How Meditation Can Make You a Better Nurse Leader

Meditation This is the time of year when many of us begin to think about new year resolutions.  From my discussions with nurse leaders, I have found that many want to achieve a better balance in their lives between work and their personal/family needs.  This is not easily done in today’s challenging health care environment.  Meditation is one strategy that could help many leaders to both quiet their minds and feel more centered in their work.

What is Meditation?

When you think about meditation, the image of monks sitting in silence may come to mind but this is a very narrow view of this now widely accepted practice.  Meditation is universal. It transcends all divides like religion, country and culture.  Meditation is a state of thoughtful awareness.  Meditation means awareness. Whatever you do with awareness is meditation. “Watching your breath” is meditation; listening to the birds is meditation. As long as these activities are free from any other distraction to the mind, it is effective meditation.  Authentic meditation allows us to focus on the present moment rather than the past or future.

The Benefits of Meditation

The scientific explanation for how meditation works is that the act of meditation helps the body to release catecholamines and other stress hormones while parasympathetic activity is increased.  Meditation has been shown to decrease stress, lower blood pressure, improve breathing and reduce depression.  Through meditation, you can attain the power to control your negative thoughts, and on occasion stop them completely.

How to Get Started

As you read this, you may think that you don’t have time to add one more thing to your busy schedule.  Meditation can be done in as little as 10-20 minutes a day at a time your choosing.  There are different types of meditation such as guided meditation using images or music,  Zen meditation, Taoist meditation, mindfulness meditation, and Buddhist meditation. Some methods of meditation may require the body being absolutely still or to be moved with controlled deliberation, while other types allow for free movement of the body. While the methods are different, the end goal of all types of meditation lead to a mind that is quieted and free from stress by the use of quiet contemplation and reflection.

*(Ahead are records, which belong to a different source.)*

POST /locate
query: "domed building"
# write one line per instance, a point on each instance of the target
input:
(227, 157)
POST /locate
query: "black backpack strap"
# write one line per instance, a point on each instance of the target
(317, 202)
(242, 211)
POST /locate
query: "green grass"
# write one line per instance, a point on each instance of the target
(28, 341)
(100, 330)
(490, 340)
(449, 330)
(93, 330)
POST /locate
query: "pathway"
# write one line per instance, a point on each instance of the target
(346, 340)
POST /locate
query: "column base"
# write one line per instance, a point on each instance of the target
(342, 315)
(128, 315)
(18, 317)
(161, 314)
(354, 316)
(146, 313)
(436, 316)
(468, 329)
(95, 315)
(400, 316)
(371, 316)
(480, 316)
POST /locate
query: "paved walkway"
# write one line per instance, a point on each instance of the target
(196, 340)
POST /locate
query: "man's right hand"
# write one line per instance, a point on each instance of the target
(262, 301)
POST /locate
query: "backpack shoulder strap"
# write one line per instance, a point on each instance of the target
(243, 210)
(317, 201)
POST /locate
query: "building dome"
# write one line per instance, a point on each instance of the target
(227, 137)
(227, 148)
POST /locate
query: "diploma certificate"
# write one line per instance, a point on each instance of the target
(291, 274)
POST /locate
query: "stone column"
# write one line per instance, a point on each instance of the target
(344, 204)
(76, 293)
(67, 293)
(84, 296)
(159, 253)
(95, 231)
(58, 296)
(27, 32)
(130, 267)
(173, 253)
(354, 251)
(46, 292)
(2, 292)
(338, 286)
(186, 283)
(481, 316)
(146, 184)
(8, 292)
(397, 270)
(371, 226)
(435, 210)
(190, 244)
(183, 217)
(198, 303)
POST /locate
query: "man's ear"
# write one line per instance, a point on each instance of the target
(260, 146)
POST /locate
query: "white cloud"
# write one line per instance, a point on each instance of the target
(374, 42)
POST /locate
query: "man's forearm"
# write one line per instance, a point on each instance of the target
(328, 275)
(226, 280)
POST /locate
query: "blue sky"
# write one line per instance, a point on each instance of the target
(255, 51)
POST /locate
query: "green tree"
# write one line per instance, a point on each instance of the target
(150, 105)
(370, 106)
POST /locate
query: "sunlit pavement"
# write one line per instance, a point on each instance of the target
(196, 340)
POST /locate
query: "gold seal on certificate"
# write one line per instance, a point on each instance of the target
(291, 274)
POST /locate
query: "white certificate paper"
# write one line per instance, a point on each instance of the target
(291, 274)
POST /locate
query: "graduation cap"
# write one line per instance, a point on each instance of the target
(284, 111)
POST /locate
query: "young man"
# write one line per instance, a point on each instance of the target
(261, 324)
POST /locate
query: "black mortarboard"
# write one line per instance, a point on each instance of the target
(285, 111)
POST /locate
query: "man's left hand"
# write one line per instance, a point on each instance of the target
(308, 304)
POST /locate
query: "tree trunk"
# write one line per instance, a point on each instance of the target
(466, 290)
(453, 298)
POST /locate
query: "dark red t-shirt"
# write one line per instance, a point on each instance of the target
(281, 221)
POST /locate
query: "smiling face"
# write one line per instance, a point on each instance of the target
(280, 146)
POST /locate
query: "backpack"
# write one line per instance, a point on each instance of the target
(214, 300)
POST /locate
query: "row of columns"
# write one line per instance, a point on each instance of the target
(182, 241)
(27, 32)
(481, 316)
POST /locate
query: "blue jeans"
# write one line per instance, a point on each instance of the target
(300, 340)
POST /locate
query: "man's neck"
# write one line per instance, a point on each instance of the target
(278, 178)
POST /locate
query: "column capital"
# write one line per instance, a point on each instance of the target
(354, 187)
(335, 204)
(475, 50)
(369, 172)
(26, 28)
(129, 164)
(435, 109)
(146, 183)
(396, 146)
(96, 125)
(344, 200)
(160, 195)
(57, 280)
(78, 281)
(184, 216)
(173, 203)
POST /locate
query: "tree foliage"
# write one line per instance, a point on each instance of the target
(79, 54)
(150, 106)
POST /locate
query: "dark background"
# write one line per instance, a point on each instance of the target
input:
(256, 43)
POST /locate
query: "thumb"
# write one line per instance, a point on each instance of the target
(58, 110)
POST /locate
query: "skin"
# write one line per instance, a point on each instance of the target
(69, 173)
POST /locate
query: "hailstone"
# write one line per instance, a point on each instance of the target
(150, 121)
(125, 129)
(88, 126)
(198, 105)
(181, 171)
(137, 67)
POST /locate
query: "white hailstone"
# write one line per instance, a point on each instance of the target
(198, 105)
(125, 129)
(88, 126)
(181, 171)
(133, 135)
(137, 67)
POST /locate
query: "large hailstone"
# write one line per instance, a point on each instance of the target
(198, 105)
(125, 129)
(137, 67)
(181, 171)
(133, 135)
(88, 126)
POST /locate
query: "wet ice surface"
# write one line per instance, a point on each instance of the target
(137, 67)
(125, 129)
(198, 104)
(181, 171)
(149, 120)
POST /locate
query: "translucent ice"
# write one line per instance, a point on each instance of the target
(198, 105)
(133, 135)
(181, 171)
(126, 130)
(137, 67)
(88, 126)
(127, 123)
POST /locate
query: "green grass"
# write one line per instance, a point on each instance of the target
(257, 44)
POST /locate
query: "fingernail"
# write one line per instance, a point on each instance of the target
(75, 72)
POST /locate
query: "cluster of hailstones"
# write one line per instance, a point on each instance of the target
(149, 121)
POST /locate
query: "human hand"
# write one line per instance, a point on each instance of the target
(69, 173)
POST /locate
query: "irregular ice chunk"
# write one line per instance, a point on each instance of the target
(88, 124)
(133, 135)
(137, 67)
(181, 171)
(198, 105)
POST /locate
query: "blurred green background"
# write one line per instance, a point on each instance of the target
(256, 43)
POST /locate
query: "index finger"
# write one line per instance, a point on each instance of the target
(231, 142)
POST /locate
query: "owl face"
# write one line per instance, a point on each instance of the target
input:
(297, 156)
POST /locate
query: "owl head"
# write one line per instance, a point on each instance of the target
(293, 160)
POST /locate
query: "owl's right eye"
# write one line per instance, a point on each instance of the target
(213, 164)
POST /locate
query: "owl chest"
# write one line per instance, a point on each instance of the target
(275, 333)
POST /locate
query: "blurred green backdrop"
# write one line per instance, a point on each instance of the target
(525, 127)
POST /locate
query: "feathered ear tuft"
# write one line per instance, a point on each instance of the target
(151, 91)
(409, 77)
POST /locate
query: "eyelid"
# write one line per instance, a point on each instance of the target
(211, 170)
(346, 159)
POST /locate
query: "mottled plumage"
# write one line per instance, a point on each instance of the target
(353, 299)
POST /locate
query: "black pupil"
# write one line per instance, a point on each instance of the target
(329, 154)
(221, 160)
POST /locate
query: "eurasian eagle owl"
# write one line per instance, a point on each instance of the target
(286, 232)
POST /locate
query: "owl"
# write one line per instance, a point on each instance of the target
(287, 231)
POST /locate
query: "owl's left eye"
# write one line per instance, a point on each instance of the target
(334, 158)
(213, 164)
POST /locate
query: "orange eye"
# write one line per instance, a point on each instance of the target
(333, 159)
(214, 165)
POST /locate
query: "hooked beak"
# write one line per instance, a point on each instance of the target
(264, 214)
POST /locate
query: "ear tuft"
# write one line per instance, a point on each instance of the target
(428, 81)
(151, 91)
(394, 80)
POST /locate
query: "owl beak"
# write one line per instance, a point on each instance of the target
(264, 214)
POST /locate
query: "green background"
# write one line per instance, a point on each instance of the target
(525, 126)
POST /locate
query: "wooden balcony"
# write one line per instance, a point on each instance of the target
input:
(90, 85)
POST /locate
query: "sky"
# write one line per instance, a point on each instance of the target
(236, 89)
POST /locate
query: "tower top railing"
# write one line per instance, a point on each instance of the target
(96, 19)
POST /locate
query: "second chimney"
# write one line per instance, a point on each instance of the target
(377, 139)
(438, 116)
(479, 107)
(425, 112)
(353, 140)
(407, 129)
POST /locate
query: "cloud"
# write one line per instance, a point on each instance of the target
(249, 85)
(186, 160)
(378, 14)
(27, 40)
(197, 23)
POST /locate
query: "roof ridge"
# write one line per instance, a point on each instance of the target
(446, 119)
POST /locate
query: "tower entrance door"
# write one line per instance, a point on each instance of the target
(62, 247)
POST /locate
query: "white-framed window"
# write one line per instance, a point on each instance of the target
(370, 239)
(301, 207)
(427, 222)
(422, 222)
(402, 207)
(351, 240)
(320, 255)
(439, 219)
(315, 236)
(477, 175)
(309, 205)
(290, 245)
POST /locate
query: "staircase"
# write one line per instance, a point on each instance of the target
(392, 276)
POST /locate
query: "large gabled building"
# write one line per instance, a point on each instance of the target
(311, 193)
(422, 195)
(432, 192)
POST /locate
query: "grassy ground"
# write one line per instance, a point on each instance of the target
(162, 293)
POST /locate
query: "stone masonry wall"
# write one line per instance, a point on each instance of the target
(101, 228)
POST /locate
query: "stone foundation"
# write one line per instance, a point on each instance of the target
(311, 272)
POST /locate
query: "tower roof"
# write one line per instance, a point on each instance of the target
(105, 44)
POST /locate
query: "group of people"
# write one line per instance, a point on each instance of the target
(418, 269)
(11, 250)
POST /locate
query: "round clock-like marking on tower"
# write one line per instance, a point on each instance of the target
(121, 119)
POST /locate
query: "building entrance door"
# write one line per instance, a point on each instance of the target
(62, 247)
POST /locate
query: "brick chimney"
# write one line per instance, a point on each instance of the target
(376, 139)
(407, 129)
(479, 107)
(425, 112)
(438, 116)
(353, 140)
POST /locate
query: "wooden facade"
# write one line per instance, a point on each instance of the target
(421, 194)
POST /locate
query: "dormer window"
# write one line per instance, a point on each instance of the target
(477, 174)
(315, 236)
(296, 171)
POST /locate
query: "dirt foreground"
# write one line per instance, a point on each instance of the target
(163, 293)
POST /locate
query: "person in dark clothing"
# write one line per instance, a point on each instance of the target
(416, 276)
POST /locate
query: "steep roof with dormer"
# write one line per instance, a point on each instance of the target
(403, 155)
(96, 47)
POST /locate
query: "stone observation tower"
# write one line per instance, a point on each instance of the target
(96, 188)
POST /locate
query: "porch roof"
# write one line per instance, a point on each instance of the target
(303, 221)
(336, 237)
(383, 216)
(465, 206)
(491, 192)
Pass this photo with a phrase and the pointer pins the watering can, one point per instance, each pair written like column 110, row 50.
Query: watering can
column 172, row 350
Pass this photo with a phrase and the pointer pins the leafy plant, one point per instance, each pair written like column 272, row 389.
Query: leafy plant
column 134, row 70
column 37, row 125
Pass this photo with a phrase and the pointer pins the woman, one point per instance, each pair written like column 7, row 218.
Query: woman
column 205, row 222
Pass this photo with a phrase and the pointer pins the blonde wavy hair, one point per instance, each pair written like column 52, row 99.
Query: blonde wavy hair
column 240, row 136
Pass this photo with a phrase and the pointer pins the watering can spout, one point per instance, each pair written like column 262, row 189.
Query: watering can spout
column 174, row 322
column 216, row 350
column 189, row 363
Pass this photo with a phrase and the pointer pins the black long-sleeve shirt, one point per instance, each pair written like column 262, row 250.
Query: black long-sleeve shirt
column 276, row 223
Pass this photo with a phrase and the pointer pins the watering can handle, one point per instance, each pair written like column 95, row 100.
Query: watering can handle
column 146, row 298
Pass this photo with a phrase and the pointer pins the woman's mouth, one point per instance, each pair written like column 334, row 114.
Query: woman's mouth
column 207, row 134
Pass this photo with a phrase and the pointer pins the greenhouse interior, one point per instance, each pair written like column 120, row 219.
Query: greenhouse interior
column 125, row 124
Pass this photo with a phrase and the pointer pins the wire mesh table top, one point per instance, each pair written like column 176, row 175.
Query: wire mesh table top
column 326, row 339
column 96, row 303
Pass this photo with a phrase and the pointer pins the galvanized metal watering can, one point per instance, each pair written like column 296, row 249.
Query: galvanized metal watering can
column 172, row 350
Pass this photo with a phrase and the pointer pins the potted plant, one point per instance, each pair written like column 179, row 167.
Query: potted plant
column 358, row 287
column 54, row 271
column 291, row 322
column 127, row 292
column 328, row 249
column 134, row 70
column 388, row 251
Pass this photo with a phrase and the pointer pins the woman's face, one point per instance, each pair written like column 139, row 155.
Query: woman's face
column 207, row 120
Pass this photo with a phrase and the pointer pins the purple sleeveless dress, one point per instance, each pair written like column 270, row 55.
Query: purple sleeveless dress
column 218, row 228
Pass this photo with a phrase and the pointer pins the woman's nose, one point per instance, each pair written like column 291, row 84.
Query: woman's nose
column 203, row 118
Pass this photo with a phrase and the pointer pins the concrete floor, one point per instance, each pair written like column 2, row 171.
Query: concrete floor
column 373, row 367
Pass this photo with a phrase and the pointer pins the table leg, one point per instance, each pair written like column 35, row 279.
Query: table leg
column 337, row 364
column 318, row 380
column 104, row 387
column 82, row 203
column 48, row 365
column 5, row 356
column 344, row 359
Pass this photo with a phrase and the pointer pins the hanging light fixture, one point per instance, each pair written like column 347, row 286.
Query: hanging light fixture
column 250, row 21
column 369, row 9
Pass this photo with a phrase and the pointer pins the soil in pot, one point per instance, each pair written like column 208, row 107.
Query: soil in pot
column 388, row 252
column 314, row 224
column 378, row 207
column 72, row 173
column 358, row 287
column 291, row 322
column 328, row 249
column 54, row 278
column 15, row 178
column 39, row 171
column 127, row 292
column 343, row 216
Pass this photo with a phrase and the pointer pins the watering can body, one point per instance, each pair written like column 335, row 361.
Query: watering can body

I have found that guided meditation using free podcasts that can be downloaded on Itunes and used with a headset works the best for me.  Organizations such as Meditation Peace, the Meditation, Meditation for Health and Meditation Oasis provide free guided podcasts that are even tailored to specific challenges that you might be experiencing such as anger, feeling overwhelmed by work or having difficulty sleeping.

However you choose to meditate,  you must learn to concentrate on one thing at a time. Usually, the mind tries to hold several different thoughts and ideas at once. When you sit down to meditate for the first time, you realize how cluttered the mind is. During meditation, accept all your physical, emotional and intellectual experiences, even the negative ones.  Focus on your breathing and have a sense of the space around you.

Meditation for as little as 10 minutes a day at work allows us to listen and pay attention to what we might otherwise overlook—whether it’s a fresh idea or a new way of perceiving a situation—enhancing our creativity and letting go of our obstacles to innovation.  As you look toward 2013, meditation might be a strategy that you want to consider to help you both at work and in your personal life.